А. К. Киселев был сыном костинского зажиточного крестьянина, державшего в Костине лавку, Карпа Мартыновича Киселева. Это был трудолюбивый, знающий свое дело учитель, умевший успешно проводить класс через всю ту учебу, какая требовалась на экзаменах, и потому он вполне заслуженно был на отличном счету в Училищном совете и у инспектора народных училищ. Его две дочурки (старшая -- изумительно на него похожая и в полном смысле красавица), надо думать, либо унаследовали, либо переняли от отца своего его педагогические данные, ибо впоследствии я слышал, что они обе очень выдвинулись, успешно преподавая в одном, повышенного типа, училище в Покровском уезде.
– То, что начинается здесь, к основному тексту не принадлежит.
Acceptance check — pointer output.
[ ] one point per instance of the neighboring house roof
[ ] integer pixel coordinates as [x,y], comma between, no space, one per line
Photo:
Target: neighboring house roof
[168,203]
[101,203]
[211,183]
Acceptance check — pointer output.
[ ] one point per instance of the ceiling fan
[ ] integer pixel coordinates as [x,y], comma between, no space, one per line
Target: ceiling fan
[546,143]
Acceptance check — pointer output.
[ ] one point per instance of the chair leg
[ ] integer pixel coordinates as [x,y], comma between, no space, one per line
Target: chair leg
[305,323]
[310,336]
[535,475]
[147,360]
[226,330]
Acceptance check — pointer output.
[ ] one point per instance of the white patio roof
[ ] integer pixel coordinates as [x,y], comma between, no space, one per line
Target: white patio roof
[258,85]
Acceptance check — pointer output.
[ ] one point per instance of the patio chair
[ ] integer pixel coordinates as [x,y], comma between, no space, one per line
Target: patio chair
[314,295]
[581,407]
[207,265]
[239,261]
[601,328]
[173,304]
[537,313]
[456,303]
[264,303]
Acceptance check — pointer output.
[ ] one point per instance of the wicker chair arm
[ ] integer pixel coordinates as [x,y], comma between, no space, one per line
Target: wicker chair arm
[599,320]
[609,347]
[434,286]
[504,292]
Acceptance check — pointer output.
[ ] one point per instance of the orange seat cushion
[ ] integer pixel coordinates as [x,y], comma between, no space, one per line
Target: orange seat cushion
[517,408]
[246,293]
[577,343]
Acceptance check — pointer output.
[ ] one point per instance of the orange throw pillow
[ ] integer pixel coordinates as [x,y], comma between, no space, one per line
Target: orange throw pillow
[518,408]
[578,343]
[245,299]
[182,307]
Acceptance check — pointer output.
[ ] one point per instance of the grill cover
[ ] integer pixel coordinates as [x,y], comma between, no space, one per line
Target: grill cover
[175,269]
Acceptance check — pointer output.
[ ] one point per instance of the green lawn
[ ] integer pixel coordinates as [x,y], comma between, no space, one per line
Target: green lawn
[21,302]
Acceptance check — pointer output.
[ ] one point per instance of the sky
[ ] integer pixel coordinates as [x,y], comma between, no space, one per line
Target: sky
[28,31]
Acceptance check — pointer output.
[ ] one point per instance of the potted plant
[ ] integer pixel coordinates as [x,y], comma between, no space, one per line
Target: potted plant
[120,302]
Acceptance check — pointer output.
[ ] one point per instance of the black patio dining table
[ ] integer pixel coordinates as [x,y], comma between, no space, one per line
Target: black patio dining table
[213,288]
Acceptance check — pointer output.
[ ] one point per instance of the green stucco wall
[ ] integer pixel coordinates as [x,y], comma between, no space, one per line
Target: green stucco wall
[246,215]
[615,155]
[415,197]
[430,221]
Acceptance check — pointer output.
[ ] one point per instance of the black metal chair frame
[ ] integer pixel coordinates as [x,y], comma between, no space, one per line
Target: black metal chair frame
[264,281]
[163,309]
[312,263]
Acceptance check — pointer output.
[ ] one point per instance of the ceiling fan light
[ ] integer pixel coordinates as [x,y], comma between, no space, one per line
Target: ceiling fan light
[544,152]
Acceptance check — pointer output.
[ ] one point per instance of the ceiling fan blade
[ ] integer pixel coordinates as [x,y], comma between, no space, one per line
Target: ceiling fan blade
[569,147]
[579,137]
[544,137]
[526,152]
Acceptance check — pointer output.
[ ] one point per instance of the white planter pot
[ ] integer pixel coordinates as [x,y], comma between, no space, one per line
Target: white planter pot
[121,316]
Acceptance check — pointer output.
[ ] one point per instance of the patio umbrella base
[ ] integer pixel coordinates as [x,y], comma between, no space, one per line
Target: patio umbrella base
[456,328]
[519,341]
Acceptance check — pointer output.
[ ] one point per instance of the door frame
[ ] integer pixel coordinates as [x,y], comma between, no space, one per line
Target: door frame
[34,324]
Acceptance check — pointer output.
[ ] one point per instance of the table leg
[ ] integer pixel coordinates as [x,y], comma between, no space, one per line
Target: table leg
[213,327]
То была медленно складывавшаяся в недрах деревни собственная крестьянская интеллигенция, не отрывавшаяся от деревни, а остававшаяся в ней, для которой служба в деревне не была жертвой, а жизненным успехом. Психологически прямая противоположность тем учительницам с высшим образованием (вроде М. Л. Чуйковой), которые, имея все возможности легко и приятно провести жизнь в столице (частными уроками или службой в городских школах или средних учебных заведениях), покидали город и зарывались в чуждую им деревенскую глушь, чтобы внести знание и мысль в это застоявшееся болото.
Для Антона Карповича училищное начальство было неоспоримым авторитетом, указания которого следовало исполнять возможно старательно и точно. Екатерине Евгеньевне весь Училищный совет казался в достаточной мере невежественным в педагогических вопросах и, во всяком случае, проникнутым устарелыми, ретроградными взглядами, почему надо вести преподавание, возможно менее стесняя себя предписаниями начальства. Один дорожил мнением о себе начальства и движением по службе. Для другой, добровольно отказавшейся от лучших условий в городе, вопроса о движении по службе вовсе не существовало. Один старательно обставлял свой домашний быт возможными удобствами (весьма скромными, разумеется) и тем, что, как ему казалось, возвышает его над общим уровнем и делает жизнь приятней. Другая проявляла равнодушие ко всем благам быта чисто спартанское, сказал бы я, если бы оно с 60-х годов до середины 90-х годов не было типичной особенностью идейной русской интеллигенции.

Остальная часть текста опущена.